Japan’s big banks such as SMFG and Mitsubishi UFJ Financial Group are often cornerstone investors in Japanese blue chips, with major equity and debt holdings. That puts them in a powerful position to influence board decisions.
In a sign that lenders are in the driving seat at Olympus, the company appointed industrialist Shiro Hiruta, with connections to Olympus’ biggest lender SMFG, as the head of an outside panel to advise the firm on a management shake-up.
SMFG, which declined a request from Woodford for a meeting, holds a 3.4 percent equity stake in Olympus as well as 227.5 billion yen ($2.95 billion) in outstanding loans and bonds, according to company data and sources.
Woodford told reporters he thought he could have won a proxy fight, but, in a reference to the lack of support from Olympus’ main bank, added: “If I won, what was I coming back to?”

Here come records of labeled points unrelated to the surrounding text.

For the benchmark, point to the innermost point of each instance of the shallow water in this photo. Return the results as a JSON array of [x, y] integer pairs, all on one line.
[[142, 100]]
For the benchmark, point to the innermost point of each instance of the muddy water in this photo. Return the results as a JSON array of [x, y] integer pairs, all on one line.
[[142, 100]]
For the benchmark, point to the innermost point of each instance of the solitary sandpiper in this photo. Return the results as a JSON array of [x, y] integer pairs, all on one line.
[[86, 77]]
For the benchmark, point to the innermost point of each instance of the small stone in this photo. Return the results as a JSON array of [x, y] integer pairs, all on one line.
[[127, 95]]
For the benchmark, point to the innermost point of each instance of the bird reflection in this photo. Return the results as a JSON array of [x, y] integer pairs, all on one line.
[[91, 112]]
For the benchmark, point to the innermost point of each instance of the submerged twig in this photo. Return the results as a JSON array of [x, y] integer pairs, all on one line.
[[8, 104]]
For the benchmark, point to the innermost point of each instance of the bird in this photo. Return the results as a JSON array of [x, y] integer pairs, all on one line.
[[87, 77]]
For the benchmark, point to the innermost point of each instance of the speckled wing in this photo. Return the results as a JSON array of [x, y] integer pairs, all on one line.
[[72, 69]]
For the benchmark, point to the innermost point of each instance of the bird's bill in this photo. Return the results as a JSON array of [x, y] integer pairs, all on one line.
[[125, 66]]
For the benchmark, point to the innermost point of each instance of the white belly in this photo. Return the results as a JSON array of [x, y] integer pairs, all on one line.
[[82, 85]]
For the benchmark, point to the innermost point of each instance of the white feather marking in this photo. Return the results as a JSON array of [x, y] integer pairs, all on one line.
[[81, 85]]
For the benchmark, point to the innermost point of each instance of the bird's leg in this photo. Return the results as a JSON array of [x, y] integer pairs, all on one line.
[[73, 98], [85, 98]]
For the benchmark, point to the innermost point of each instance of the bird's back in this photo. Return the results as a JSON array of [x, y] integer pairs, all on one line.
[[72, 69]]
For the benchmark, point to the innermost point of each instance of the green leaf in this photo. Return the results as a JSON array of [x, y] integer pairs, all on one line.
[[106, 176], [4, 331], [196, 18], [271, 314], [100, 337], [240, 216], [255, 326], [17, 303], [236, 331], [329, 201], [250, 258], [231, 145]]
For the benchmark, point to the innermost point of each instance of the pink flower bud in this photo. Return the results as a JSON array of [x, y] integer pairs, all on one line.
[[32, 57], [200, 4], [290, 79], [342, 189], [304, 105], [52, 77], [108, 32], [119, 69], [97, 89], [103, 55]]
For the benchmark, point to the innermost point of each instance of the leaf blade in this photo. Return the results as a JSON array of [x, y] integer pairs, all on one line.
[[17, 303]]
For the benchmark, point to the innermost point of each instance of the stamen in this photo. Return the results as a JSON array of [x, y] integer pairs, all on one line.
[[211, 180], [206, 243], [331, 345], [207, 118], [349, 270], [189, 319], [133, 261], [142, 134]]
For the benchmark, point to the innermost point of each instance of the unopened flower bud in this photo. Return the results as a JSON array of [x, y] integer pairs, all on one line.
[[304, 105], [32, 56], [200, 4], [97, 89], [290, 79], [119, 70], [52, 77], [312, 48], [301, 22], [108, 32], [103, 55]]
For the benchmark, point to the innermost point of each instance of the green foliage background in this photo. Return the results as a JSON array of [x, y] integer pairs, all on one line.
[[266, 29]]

He took aim at Japan’s system of cross-shareholdings, in which investors hold shares to cement business ties, as the key reason for poor corporate governance and under-performance, and urged Japanese politicians to legislate against it.
“Cross-shareholding served this nation well post the Second World War. It made this nation into an economic super-power. The situation is not that any more. This nation is going backwards,” Woodford told the news conference.
“Cross-shareholding keeps everything comfortable, cozy, nice - no confrontation, no challenge, no takeover.”
Nippon Life Insurance Co, one of the firm’s biggest shareholders, said it had no comment.
Woodford, who had described his experience after blowing the whistle at Olympus as resembling a John Grisham thriller novel, said he was discussing a book deal of his own.
“I am very motivated to keep preaching the word about how it happened and why it happened,” he said, adding his decision to give up on a proxy fight was “a huge weight off my shoulders”.
Olympus shares closed 2.1 percent higher at 1,053 yen.
The shares have lost about 60 percent of their value since the onset of the scandal, although they have stabilized as the market gained confidence that the company could avoid a humiliating delisting of its shares that would effectively cut it off from the equity market.
“There are obviously many investors that think that even without Woodford, the company has such a strong market share (in endoscopes) that it has value as a possible for TOB (potential acquisition target),” said Masayoshi Okamoto, head of dealing at Jujiya Securities.